ちなみに今回ケースも付属していました。シリコン製の簡易的なものですが、ウェイクアップにも対応したケースです。
ディスプレイチェック
ディスプレイはFullHDのIPS液晶です。ディスプレイの質は無印M40から変わっていない印象です。他メーカーと比較しちょっと暗めなのと、青っぽく感じます。必要十分ではありますが、最近の有機ELとかに慣れた目だとやっぱ物足りなさを感じますね。コントラストが低いです。輝度もあとワントーン欲しくなります。

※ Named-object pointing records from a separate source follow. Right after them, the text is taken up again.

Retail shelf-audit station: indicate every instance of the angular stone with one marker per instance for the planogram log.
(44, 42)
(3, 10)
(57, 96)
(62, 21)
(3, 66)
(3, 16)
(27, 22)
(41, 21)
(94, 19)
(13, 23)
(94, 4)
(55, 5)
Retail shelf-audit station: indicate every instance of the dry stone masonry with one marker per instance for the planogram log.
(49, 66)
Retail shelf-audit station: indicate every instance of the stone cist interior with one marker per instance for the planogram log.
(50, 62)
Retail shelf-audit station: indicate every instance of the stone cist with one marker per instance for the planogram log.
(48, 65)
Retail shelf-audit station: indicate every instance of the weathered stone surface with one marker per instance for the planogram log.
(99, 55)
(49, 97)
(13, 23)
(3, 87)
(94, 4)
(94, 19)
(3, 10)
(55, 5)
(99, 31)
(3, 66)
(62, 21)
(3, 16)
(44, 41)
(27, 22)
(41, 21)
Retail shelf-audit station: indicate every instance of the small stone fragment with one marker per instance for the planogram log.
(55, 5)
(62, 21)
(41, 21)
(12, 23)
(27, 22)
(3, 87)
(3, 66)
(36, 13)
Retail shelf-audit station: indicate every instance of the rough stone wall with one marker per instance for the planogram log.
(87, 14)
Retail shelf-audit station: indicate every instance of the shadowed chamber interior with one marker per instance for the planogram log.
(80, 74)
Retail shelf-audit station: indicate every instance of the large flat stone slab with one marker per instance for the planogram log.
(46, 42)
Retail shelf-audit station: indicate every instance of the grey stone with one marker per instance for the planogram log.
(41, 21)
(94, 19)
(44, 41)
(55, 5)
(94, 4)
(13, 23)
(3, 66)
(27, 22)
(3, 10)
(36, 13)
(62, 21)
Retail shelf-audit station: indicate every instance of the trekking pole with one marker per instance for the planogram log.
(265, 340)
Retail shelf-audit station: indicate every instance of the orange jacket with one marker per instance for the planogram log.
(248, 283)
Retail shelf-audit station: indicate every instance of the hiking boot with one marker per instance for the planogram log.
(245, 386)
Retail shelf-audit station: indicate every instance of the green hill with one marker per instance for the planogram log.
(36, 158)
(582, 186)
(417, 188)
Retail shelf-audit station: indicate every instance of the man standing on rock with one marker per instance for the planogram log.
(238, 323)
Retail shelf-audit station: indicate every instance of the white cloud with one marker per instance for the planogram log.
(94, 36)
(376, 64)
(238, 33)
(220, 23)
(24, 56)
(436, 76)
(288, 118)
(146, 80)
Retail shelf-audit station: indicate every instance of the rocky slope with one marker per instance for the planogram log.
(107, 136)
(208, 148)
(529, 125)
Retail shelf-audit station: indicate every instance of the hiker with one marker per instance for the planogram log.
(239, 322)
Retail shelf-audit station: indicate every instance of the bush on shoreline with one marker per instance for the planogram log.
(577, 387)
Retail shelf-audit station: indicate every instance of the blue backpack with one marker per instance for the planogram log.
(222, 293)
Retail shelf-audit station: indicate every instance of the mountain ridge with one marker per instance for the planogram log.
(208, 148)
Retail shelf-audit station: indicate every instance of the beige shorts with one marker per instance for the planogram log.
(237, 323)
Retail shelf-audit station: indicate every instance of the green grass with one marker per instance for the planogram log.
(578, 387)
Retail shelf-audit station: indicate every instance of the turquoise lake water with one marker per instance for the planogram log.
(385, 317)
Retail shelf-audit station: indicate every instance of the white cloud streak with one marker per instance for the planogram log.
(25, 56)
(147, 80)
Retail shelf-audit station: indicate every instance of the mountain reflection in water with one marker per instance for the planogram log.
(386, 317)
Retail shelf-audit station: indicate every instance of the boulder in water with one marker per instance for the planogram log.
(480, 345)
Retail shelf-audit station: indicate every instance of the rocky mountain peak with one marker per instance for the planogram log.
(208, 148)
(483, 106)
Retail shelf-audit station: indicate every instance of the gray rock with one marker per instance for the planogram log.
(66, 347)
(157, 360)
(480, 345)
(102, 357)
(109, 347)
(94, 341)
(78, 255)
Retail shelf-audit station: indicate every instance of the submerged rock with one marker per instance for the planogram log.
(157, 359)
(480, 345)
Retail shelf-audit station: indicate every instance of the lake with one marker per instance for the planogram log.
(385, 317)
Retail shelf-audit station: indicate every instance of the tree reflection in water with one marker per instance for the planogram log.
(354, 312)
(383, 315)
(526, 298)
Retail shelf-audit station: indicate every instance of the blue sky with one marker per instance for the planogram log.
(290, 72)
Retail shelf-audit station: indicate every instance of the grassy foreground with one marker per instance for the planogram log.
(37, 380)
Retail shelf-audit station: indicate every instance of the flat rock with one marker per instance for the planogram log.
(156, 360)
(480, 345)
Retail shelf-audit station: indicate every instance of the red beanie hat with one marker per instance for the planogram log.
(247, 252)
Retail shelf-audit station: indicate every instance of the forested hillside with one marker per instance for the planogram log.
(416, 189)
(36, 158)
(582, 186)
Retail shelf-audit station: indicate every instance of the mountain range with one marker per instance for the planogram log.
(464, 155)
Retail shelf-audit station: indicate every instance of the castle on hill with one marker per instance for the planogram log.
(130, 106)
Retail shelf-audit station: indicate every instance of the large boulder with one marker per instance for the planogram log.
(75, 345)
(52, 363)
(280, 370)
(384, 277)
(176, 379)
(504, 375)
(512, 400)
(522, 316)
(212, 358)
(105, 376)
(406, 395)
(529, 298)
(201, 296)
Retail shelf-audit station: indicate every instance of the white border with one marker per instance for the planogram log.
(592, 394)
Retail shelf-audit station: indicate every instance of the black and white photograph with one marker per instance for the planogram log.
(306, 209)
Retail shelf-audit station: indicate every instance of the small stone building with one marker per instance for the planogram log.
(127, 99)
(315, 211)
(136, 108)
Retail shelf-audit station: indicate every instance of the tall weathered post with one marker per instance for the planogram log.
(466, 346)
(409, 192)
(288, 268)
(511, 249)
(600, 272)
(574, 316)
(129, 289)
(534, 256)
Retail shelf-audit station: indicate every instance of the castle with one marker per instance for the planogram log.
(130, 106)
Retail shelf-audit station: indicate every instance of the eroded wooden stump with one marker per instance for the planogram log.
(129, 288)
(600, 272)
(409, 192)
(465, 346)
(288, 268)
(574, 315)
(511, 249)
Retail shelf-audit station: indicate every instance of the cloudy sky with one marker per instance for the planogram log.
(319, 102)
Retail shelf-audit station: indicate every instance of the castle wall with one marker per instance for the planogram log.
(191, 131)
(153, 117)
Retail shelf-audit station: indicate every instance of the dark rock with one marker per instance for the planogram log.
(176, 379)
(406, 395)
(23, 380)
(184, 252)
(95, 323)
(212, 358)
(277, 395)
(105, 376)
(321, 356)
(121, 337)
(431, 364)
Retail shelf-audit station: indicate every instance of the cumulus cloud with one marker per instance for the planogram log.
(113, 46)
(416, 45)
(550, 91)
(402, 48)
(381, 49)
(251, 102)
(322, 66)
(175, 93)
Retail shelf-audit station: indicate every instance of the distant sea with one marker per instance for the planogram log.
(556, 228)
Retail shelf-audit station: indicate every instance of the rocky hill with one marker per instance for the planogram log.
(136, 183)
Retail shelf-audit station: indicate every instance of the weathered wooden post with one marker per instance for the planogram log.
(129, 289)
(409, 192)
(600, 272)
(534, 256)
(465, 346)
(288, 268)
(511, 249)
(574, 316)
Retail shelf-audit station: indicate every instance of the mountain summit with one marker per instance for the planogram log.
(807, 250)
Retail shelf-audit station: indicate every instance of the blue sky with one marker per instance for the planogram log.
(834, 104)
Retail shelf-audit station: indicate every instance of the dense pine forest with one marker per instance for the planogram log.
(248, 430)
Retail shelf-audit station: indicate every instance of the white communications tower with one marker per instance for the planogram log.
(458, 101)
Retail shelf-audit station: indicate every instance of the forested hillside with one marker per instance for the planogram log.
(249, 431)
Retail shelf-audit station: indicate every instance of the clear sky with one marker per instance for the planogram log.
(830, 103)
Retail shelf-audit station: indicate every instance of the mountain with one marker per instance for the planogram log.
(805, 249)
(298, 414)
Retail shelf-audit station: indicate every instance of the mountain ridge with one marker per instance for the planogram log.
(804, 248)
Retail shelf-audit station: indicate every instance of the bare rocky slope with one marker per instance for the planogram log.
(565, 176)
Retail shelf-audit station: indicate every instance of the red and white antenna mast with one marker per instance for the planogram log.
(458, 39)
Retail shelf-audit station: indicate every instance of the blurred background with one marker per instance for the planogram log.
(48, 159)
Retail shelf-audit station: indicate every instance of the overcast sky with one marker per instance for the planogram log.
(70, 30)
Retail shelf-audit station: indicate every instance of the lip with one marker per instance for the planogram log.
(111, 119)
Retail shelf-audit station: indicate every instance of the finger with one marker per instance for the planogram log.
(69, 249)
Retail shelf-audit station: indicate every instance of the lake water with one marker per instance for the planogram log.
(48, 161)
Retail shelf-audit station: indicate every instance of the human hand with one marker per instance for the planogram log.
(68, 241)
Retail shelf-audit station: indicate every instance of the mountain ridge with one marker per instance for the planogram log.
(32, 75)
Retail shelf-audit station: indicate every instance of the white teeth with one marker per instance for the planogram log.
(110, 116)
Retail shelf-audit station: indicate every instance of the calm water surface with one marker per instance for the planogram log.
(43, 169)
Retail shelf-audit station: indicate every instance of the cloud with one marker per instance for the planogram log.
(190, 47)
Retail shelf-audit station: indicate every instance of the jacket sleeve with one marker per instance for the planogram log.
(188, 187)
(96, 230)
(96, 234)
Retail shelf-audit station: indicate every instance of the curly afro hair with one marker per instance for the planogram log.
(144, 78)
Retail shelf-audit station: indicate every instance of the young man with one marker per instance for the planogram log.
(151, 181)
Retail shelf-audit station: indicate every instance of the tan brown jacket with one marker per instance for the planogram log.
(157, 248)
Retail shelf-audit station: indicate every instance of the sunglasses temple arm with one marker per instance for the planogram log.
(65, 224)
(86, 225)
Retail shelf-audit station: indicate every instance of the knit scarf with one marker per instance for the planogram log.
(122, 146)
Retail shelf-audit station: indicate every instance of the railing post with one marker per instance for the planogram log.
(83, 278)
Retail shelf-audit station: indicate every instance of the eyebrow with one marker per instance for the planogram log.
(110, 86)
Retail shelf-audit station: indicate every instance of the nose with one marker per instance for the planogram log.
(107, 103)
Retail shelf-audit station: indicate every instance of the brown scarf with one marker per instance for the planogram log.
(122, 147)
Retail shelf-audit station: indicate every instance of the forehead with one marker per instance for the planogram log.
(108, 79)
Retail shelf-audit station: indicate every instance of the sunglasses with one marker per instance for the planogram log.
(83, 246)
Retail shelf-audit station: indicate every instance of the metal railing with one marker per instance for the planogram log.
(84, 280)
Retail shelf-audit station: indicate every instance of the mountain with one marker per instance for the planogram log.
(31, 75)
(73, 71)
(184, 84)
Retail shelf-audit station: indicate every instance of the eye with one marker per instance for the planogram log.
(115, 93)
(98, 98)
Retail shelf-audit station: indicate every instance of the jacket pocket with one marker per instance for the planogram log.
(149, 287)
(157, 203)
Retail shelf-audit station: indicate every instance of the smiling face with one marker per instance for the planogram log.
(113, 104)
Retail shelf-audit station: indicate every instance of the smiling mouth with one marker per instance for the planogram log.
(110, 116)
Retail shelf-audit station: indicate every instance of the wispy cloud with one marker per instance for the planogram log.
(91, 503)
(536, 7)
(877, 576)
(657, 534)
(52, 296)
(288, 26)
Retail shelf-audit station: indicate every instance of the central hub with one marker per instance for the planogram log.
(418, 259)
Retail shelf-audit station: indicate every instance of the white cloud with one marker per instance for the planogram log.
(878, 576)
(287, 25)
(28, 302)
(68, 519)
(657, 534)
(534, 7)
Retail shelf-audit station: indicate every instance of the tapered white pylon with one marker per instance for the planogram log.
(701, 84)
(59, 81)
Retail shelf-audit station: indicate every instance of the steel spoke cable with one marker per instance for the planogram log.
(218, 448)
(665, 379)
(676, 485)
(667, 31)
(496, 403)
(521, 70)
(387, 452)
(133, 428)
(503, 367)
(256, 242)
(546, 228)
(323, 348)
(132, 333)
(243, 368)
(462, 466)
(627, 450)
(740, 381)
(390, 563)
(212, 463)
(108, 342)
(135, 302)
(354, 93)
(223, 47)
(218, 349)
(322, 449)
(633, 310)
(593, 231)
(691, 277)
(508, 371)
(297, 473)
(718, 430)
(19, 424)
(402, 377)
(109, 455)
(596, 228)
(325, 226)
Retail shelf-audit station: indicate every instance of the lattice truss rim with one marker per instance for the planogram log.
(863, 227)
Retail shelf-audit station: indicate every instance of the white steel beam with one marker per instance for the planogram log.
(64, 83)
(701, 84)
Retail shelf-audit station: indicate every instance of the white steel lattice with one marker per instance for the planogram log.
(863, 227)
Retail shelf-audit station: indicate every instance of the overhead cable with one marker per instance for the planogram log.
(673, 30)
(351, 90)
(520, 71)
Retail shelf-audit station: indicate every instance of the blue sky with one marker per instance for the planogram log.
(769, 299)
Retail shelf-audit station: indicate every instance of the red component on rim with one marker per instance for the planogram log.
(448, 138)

M40無印が出始めはこのクオリティでも満足出来たんですが、後続の製品がディスプレイの品質を高めた事もあり現時点ではちょっと見劣りします。PROと銘打ってるのであればディスプレイもパワーアップしてほしかったところです。
タッチ精度について
Teclast M40 Pro
悪い意味でフッワフワなスクロール pic.twitter.com/bKT9y3WHlT— ZAKI LABOガジェットレビュー (@ozakizaki1) September 10, 2021
気になってしまったのは前作M40よりもタッチ感度があまり良くない事。ブラウジングなどで縦スクロールがふわふわします。Unisoc T618系のタブレット全般に言える事ですがキビキビ感がありません。それに輪をかけたような挙動ですね。なぜ無印版よりも改悪されているのか…。
スワイプやスクロールした時の独特のモワッとした感じが、Antutu20万点超えのスペックとは思えないんですよね。感覚的にワングレード下のSoCを採用したタブレットに近いです。やはりSoCだけで無くディスプレイの品質も使い心地に直結しますね。
低価格帯タブレットはSoCの性能だけでは判断が難しいですね。PROと銘打ってるバージョンのほうがタッチ精度が悪いというのはブランドとしてネガティブなんじゃないでしょうか。
スピーカー性能
スピーカーは上下それぞれ2基ずつの合計4基搭載のクアッドスピーカーですが、実際の音質はどうでしょうか?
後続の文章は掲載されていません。